Objective: To conduct a pilot study to systematically evaluate cognitive and radiologic features in a cohort of Greek individuals with DM2.
Method: Eleven genetically confirmed individuals with DM2 and 26 age- and education-matched healthy controls were administered the Edinburgh Cognitive and Behavioural Amyotrophic Lateral Sclerosis Screen (ECAS) to screen for impairment in multiple cognitive domains. MRI data were evaluated by morphometric analyses to identify disease-specific gray and white matter alterations. The following statistical thresholds were used for cognitive comparisons: PFDR < 0.05 and Bayes factor (BF 10 ) >10.
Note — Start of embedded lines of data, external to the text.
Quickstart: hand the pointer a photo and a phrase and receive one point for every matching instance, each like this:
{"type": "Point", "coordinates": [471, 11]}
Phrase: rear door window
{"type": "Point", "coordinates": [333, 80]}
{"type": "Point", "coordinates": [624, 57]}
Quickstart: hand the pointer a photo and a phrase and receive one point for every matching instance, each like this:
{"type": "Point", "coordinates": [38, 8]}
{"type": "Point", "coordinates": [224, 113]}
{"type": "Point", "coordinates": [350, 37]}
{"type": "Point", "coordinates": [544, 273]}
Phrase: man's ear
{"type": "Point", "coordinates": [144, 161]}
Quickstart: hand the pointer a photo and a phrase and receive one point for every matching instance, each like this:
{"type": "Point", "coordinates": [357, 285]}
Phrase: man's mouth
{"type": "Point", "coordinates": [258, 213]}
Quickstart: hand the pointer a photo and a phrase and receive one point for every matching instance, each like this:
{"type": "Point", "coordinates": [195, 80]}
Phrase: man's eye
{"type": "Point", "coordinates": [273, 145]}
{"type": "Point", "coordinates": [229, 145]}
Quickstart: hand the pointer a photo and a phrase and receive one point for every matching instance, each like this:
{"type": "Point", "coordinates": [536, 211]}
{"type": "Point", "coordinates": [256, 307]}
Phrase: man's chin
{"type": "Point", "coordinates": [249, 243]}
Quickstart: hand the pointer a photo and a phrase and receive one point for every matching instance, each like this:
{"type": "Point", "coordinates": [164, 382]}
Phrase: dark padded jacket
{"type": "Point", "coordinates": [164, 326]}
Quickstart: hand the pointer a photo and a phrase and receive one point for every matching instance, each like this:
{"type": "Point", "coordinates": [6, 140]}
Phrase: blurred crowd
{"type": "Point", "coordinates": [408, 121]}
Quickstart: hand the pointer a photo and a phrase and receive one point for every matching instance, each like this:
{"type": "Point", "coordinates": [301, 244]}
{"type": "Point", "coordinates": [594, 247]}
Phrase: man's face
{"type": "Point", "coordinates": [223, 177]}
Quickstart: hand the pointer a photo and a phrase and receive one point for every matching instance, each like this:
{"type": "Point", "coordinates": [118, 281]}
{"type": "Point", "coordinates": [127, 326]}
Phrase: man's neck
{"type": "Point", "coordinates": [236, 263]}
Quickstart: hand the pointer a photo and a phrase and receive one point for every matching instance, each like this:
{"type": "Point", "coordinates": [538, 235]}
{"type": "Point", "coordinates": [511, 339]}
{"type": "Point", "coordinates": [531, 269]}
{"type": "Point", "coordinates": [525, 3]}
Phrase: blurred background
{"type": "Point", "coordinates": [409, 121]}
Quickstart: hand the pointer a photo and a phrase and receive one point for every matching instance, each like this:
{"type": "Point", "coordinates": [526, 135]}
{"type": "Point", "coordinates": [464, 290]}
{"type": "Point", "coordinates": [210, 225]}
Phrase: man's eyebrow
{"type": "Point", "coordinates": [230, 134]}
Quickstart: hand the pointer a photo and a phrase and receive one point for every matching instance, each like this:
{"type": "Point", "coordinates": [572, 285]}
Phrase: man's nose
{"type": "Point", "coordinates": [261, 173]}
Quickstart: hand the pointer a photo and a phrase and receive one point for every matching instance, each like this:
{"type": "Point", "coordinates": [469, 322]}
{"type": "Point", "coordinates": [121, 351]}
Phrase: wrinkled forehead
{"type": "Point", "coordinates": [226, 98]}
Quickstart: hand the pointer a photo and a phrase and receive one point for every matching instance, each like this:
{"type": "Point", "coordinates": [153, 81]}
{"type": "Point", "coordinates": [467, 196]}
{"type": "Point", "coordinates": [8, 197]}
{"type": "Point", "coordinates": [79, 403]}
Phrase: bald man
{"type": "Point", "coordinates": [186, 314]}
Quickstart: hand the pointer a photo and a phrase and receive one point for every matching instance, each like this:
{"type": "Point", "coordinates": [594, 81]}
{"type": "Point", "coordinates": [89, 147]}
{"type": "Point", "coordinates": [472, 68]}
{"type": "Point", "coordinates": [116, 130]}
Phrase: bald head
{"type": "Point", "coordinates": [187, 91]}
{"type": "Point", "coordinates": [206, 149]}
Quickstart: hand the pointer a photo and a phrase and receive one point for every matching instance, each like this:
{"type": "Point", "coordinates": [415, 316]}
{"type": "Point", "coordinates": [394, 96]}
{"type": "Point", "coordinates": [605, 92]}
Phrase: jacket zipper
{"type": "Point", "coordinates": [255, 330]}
Results: The DM2 group exhibited cognitive impairment (ECAS Total score; PFDR = 0.001; BF 10 = 108.887), which was dominated by executive impairment ( PFDR = 0.003; BF 10 = 25.330). A trend toward verbal fluency impairment was also identified. No significant impairments in memory, language, or visuospatial function were captured. The analysis of subscores revealed severe impairments in social cognition and alternation. Voxel-based morphometry identified widespread frontal, occipital, and subcortical gray matter atrophy, including the left superior medial frontal gyrus, right medial orbitofrontal gyrus, right operculum, right precuneus, bilateral fusiform gyri, and bilateral thalami.
Conclusion: DM2 may be associated with multifocal cortical and thalamic atrophy, which is likely to underpin the range of cognitive manifestations mostly characterized by executive impairment and specifically by impaired social cognition.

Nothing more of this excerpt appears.